One of the Mountain West Conference's television homes will remain the home of the National Hockey League through the end of the 2010-11 season. Versus will pay $72 million a year to retain its rights.

By means of comparison, the NFL currently rakes in $3.1 billion a year from its TV contracts with CBS, NBC, Fox and ESPN. That's 43 times more than the NHL gets.

There is, of course, a reason the NFL makes all that money and the NHL does not. NFL ratings dwarf those of other professional sports leagues.

For example, this year's NFL playoffs — from the wildcard games through the conference championships — have averaged a 19.5 rating. That's nearly twice the 10.6 last fall's World Series averaged and more than three times the 6.2 last year's NBA Finals averaged.

By the way, last year's Super Bowl averaged a 42.6 rating — four times the World Series and nearly seven times the NBA Finals.

Last year's Super Bowl averaged 93.15 million viewers. (Not everybody watched all the game. CBS estimated that a total of nearly 140 million Americans watched at least part of it.)

And last year's Stanley Cup Finals averaged 1,725,000 viewers in the United States. That means 54 times as many people watched the Super Bowl.

NBC VS. VERSUS: As bad as the overall ratings for the Stanley Cup Finals were last year, they were far worse for Games 1 and 2, which aired on Versus.

The three games on NBC averaged 2.4 million viewers; the two games on Versus averaged 672,500 viewers.

Again, Versus is the biggest TV partner the Mountain West Conference has.

IT'S NOT ALL ABOUT distribution, of course. CBS is available in virtually all of the 112.8 million homes that have television in the United States, which is only about 1 1/2 times as many homes as Versus reaches.
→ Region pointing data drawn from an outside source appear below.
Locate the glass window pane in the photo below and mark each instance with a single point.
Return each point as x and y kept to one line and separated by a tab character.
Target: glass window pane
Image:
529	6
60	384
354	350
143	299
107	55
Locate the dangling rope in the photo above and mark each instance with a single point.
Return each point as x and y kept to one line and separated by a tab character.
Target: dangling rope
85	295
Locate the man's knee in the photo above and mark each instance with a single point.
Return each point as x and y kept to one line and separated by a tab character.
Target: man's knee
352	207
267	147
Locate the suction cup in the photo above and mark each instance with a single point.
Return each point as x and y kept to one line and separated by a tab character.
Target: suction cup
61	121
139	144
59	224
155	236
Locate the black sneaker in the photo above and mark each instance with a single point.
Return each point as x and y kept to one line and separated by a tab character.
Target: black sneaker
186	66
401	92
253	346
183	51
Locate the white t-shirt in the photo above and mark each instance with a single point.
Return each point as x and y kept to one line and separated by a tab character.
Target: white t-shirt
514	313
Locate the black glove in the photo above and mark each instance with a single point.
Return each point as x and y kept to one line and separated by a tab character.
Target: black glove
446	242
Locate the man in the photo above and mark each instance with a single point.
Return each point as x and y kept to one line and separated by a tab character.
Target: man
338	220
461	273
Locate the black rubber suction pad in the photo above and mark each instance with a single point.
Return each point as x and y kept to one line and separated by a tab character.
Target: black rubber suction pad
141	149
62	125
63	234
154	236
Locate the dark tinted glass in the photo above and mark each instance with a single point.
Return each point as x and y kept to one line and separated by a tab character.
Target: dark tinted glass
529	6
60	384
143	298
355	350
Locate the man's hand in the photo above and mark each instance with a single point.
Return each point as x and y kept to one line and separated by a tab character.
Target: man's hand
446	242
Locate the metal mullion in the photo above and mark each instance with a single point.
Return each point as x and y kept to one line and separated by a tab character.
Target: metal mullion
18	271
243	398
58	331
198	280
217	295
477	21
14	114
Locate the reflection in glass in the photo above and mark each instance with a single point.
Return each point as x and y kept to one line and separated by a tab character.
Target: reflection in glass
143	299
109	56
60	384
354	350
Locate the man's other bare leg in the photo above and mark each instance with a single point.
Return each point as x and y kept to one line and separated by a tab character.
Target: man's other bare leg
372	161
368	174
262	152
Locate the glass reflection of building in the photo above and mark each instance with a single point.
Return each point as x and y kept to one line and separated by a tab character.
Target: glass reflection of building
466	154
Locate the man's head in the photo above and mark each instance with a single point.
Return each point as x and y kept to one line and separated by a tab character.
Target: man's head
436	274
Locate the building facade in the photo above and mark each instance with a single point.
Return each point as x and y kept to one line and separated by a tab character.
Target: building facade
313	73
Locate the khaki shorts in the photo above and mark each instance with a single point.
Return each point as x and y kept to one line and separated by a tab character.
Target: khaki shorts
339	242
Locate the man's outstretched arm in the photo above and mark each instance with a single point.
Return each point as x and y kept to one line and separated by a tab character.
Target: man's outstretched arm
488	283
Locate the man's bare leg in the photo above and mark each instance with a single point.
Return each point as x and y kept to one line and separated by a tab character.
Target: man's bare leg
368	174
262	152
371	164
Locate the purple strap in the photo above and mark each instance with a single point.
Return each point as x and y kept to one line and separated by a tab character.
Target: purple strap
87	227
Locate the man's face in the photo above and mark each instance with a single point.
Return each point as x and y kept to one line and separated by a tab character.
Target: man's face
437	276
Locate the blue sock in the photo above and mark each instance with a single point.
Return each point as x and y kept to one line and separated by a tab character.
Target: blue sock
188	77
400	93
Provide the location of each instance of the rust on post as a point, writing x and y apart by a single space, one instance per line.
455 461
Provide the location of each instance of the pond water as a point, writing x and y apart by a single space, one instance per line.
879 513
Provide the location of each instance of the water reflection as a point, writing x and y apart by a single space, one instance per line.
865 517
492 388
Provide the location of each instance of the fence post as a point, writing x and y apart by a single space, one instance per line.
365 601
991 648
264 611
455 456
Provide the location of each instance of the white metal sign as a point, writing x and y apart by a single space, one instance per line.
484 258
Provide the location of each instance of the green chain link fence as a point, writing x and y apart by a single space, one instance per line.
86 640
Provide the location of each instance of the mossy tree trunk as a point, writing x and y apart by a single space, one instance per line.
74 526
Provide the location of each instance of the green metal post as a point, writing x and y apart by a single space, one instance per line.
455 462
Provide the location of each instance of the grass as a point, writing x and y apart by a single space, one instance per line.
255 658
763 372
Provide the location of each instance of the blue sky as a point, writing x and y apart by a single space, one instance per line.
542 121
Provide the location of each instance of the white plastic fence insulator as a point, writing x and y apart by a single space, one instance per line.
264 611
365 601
And yet the Super Bowl was seen by 54 times as many people as the NHL's finals.

Even if the Mountain West Conference could make its games available in all 112.8 million homes, people still have to want to watch.

WHAT'S THE ATTRACTION to miking up players and coaches during a game? Has it ever resulted in anything interesting — as opposed to something embarrassing when the player or coach swears?

It's still astonishing that anybody thought it was a good idea to put a microphone on Jazz coach Jerry Sloan.

CSTV is all excited about its coverage of tonight's Army-Air Force hockey game, which will include the Army coach's live, uncensored comments.

If you think they don't swear at the service academies, think again. Several years ago, my son was a ballboy at a basketball game involving Air Force, and he heard plenty.

AND STILL COUNTING: Today marks the 510th day that the Mountain West Conference, CSTV and Comcast do not have a deal to put The mtn. on satellite systems Dish or DirecTV.

(And that's just counting from Sept. 2, 2006 — the date of the first football game telecast by The mtn. It doesn't count the years leading up to that date.)